I numeri confermano questo attivismo. Nei primi mesi del 2021 il commercio bilaterale Turchia-Africa ha raggiunto i 30 miliardi di dollari e l’obiettivo della Turchia è di aumentarlo ad almeno 50-75 miliardi di dollari nei prossimi anni. Inoltre circa 25 mila lavoratori africani sono attualmente impiegati nel continente da aziende turche in progetti del valore di 78 miliardi di dollari e più di 14 mila giovani africani hanno studiato in Turchia. Un’altra dimostrazione del legame tra Ankara e il continente la fornisce la compagnia Turkish Airlines che vola verso 61 destinazioni in Africa.

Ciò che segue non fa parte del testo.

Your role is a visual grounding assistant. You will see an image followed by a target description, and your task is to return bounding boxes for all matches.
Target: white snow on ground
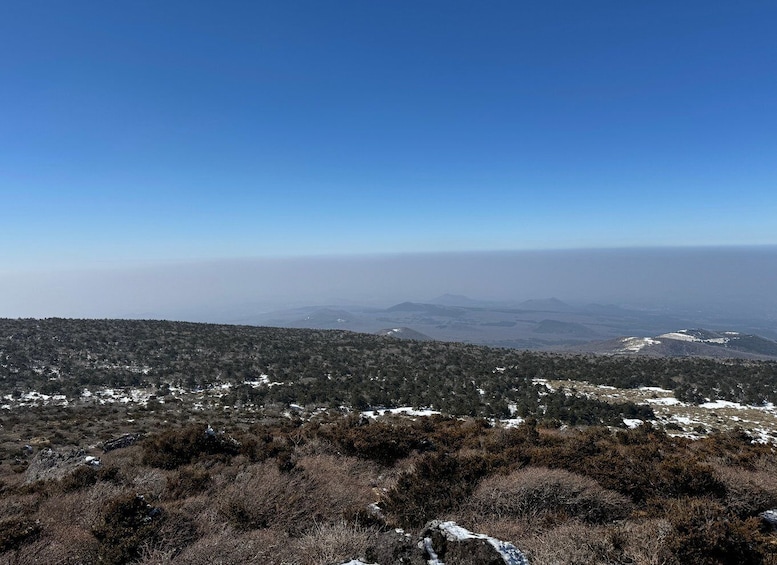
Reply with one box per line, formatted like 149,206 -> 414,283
531,379 -> 556,392
658,330 -> 701,341
494,418 -> 524,428
658,330 -> 733,344
621,337 -> 661,353
637,386 -> 674,394
623,418 -> 645,430
672,416 -> 694,426
362,406 -> 440,418
699,400 -> 745,410
424,522 -> 529,565
646,396 -> 683,406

C’è poi il lato diplomatico. Il numero degli ambasciatori turchi distaccati nel continente è passato da 12 del 2005 a 43 nel 2021, mentre il numero di quelli africani dislocati ad Ankara è passato da 10 a 37. Un iperattivismo che ha anche lo scopo di ottenere il sostegno africano per un seggio permanente al Consiglio di sicurezza delle Nazioni Unite.

Per Ankara, dunque, arrivare a una soluzione negoziata sul grano ucraino rafforzerebbe i legami con il continente. Putin ha il medesimo scopo. Tutto ciò avrebbe, inoltre, anche lo scopo di allontanare sempre di più il continente africano dall’influenza occidentale, sostituendola con quella turca e russa.

Vincere la guerra del grano avrebbe una valenza strategica tale da spostare gli equilibri anche in Africa, dove quasi la metà degli Stati non ha votato o si è astenuta per la risoluzione delle Nazioni Unite di condanna all’invasione russa dell’Ucraina. E rappresenterebbe la sconfitta dell’Occidente e dell’Onu, che continuano ad accusare Mosca della drammatica situazione alimentare, senza tuttavia riuscire a risolvere il problema. Agli africani interessano i fatti, non le parole.

Nel frattempo, la Cina, ovvero la vera padrona del continente, sta a guardare cosa succede.